Connect your AI provider¶

Agent Smith calls the AI provider directly from your infrastructure — no SaaS in between, no proxy. Pick the one you have an API key for (or run Ollama for fully local).

Every provider config goes under agents: in agentsmith.yml and gets a catalog key you reference from projects.X.agent. You can have more than one agent registered (a Claude one and a local Ollama one for cost-sensitive runs, for example) and pick per project.

Model roles¶

Agent Smith uses different models at different points in a run. Each agent block has a models: map with one entry per role:

Role	What it does	Model size that makes sense
`scout`	Walks the codebase, picks relevant files. High call volume.	Cheap. `gpt-4.1-mini`, `claude-haiku`, `gemini-flash`.
`primary`	Writes the code, reviews, makes the actual changes.	The good one. `gpt-4.1`, `claude-sonnet`, `gemini-pro`.
`planning`	Generates the plan from the ticket + scout output.	Usually same as `primary`.
`summarization`	Context compaction when conversation gets long.	Cheap. `-mini` / `-haiku`.
`code_map_generation`	Builds a navigable code map (optional).	Cheap.
`context_generation`	Generates the per-repo `.agentsmith/context.yaml` during `init-project`.	Cheap.

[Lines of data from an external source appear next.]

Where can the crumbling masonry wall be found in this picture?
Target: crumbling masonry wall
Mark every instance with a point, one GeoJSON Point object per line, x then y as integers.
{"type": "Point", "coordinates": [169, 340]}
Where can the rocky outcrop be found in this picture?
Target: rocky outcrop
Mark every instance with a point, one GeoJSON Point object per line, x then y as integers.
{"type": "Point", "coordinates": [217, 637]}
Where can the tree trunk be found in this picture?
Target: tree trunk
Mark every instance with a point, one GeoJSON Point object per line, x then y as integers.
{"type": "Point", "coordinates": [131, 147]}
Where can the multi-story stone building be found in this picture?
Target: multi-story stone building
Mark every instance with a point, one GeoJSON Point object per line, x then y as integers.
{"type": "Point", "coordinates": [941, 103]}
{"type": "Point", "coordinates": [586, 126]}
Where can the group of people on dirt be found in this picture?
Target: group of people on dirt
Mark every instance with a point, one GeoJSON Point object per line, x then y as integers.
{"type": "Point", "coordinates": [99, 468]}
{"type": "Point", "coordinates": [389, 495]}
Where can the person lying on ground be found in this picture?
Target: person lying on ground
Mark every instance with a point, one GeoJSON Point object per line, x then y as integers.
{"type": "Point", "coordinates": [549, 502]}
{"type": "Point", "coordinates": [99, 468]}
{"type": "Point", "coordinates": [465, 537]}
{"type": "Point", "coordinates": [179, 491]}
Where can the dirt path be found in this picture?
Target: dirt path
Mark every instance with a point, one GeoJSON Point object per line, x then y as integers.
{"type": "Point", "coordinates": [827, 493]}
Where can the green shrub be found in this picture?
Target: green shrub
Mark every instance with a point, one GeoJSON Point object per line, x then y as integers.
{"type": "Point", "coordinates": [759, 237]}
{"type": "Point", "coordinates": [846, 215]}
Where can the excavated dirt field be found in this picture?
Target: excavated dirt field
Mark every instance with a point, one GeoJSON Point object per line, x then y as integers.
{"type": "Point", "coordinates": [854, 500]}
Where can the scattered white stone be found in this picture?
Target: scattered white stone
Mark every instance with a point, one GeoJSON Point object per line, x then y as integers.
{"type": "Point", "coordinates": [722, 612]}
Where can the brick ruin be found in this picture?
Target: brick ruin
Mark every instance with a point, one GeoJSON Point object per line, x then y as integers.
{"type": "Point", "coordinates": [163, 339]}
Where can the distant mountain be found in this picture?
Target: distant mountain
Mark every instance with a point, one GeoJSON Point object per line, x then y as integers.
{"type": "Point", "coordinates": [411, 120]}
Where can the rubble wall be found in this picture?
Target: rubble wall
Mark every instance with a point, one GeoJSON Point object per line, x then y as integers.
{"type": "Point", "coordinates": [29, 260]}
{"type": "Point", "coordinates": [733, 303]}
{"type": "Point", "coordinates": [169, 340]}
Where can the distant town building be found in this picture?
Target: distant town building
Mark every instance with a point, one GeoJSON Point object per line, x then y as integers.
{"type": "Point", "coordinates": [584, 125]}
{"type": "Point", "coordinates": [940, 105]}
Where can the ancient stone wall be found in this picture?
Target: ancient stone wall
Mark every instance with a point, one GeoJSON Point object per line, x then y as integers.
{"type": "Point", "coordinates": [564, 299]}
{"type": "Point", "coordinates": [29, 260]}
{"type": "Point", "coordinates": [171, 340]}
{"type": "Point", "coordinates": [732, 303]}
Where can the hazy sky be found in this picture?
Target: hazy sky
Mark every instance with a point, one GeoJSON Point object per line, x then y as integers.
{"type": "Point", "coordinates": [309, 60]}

Roles you don't configure fall back to primary. If primary isn't set either, the agent block is invalid.

Anthropic Claude¶

Direct Anthropic API. First-class support with prompt caching on by default. Subscription OAuth tokens (sk-ant-oat01-…) work as the key too — handy if your Claude usage is subscription-funded rather than API-billed; note the conservative default rate limits below.

agents:
  default-claude:
    type: claude
    cache: { is_enabled: true, strategy: automatic }   # default — leave on
    retry: { max_retries: 5, initial_delay_ms: 2000, backoff_multiplier: 2.0 }
    compaction: { is_enabled: true, threshold_iterations: 8, keep_recent_iterations: 3 }
    models:
      scout:   { model: claude-haiku-4-5-20251001 }
      primary: { model: claude-sonnet-4-6 }
      planning:      { model: claude-sonnet-4-6 }
      summarization: { model: claude-haiku-4-5-20251001 }

secrets:
  claude_api_key: ${ANTHROPIC_API_KEY}

Prompt caching reuses the system prompt + tool definitions + coding principles between iterations of the same run. Typical cost saving on a fix-bug run is 40-60%. The cached share is recorded per LLM call and visible in the dashboard's cost breakdown — a caching-enabled run showing 0% cached means the cache is dead, treat that as an alarm. See Cost tracking.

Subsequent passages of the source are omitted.